I’ve heard you say the issues of addition tie into every part of Baltimore, from health disparities to unemployment. Could you talk about the limitations of addressing this crisis as just a public health crisis?
The opioid crisis is complicated in terms of how we got here and in terms of how we go to address it. There are critical components: supply and demand. On supply side, it certainly requires a combination of law enforcement and public health approaches. We need law enforcement to stop the trafficking of drugs, to stop fentanyl from being let into this country, from being mixed in with other drugs, and killing people. And it also requires more doctors and pharmaceutical companies to step up and over prescribing of opioids that leads to a supply issue.
But the demand side is what we focus on. And it equally important if not more important than the supply side. We have millions of people in this country who need treatment for this addiction. Yes, it’s important to focus on prevention but these are people who already have the disease of addiction, who are at risk for overdose every single day, and who will continue to fuel the supply side unless their addiction is properly being treated. That’s why it’s so important for us to take a public health approach as well.
We know people are dying every day and we have to make a calculated guess as to who’s most likely to die, and get the medication into people’s hands. Imagine having to do this for any other illness.

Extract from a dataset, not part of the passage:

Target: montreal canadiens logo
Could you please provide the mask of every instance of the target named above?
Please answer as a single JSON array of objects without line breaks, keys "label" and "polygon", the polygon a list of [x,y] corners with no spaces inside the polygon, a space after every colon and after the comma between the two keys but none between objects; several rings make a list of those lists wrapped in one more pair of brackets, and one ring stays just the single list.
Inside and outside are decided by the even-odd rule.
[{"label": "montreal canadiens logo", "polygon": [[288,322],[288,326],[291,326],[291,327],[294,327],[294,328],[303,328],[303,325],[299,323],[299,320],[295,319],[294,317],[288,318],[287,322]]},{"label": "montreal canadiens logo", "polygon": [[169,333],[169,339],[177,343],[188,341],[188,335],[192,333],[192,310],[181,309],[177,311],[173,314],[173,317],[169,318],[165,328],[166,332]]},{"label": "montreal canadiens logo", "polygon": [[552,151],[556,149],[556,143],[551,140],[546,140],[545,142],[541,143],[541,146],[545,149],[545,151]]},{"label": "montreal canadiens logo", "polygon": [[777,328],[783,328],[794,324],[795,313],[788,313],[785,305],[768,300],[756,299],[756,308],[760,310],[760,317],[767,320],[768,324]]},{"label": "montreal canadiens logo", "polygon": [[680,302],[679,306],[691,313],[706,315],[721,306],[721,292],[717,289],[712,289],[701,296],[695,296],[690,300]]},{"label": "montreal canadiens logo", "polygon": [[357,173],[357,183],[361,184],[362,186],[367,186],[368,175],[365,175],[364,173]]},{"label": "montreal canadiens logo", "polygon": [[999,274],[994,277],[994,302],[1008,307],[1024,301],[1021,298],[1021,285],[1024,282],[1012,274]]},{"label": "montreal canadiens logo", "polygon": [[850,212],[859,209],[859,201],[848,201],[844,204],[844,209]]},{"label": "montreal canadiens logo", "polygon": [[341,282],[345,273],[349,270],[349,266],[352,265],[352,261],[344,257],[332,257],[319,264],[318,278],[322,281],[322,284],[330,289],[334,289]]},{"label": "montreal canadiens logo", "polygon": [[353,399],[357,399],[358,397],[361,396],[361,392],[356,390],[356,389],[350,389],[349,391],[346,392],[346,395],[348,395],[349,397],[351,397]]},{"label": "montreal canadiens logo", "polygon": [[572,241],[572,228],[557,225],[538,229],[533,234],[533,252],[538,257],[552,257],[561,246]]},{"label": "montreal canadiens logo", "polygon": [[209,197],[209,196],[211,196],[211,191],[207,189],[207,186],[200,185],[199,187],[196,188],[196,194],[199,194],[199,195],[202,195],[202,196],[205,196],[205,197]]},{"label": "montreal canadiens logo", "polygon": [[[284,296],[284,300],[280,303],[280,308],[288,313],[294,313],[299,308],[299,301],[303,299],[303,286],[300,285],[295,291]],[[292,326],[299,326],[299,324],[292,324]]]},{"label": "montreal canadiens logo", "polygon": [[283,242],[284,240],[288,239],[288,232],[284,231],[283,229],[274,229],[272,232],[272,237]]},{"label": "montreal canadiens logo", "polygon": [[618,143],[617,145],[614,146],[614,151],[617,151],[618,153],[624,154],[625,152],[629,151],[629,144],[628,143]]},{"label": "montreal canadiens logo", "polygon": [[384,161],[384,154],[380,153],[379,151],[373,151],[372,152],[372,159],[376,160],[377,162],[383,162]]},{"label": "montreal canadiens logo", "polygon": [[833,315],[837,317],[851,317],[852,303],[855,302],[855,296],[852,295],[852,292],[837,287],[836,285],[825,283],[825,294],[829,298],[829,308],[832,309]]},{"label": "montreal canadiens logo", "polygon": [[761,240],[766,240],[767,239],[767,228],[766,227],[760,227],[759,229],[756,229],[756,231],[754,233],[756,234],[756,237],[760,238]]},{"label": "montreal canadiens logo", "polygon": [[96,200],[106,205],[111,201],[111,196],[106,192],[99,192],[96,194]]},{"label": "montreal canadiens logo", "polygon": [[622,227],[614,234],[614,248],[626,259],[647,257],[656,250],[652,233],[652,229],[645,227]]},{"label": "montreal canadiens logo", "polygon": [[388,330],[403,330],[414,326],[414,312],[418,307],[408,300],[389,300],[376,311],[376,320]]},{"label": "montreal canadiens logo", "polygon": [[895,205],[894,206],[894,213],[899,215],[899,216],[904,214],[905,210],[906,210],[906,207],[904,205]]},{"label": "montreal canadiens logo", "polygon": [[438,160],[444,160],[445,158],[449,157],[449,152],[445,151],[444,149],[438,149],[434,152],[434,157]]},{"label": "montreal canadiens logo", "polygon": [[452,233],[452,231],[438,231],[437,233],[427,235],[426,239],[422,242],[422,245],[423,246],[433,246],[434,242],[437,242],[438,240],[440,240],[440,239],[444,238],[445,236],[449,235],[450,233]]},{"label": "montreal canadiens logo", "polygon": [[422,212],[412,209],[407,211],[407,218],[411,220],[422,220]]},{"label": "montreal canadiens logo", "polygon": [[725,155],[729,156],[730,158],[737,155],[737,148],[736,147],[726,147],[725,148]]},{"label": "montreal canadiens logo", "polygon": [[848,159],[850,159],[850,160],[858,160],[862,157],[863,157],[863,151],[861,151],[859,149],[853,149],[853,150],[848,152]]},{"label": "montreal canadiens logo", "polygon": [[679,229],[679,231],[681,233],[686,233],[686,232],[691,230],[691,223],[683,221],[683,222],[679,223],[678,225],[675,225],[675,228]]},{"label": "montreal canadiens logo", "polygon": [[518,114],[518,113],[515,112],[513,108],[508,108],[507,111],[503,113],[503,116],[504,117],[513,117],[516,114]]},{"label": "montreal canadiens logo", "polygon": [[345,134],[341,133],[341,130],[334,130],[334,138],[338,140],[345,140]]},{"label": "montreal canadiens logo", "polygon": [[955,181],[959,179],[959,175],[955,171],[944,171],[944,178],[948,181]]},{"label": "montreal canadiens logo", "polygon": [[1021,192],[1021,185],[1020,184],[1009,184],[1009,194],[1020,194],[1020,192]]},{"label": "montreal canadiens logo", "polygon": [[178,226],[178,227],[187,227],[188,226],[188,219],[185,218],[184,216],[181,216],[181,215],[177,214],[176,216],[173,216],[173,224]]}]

I understand Baltimore health officials are running low on naloxone. I understand to fill the gaps, residents are turning to pharmacies and the Medicaid program, which charges a dollar per dose. Can you talk about how Baltimore is still trying to get naloxone into the hands of every person?
In the last two years, we have launched an aggressive outreach effort. That includes my having issued blanket prescriptions for naloxone for everyone one of our 620,000 residents in our city. By issuing this blanket prescription, we also added on an aggressive outreach. We do outreach on street corners, on markets, on public housing, in bus shelters. We have done over 23,000 trainees of everyday people. And as a result, everyday people have saved the lives of over 1,000 of their fellow residents, which is very significant. And these are 1,000 people whose lives are saved because of the work of their fellow residents.
Unfortunately, we are limited by how much funding we have to purchase this life saving medication. We are having to ration our supply of naloxone. We have a certain number of units that will last us until July 2018. We have to ration out units by month. And we have to decide which individuals are most at risk.
This is heart-wrenching. This is what we do. We know people are dying every day and we have to make a calculated guess as to who’s most likely to die, and get the medication into people’s hands. Imagine having to do this for any other illness. If this were Ebola and there was a way for us to cure it, and we were letting people die everyday, we would never find this acceptable. We look to the federal government, including President Trump and commissioner, in assisting us to get Narcan through things like price negotiations.
Could declaring a state of emergency help obtain Narcan?
What the declaration means would be up to president. But potentially it could mean that more funding could be available. And potentially it could compel the federal government to take additional steps, including having them directly negotiate with manufacturers of naloxone. So that for those of us in local jurisdictions, who are priced out of the availability to save lives, we can provide these antidotes to our residents.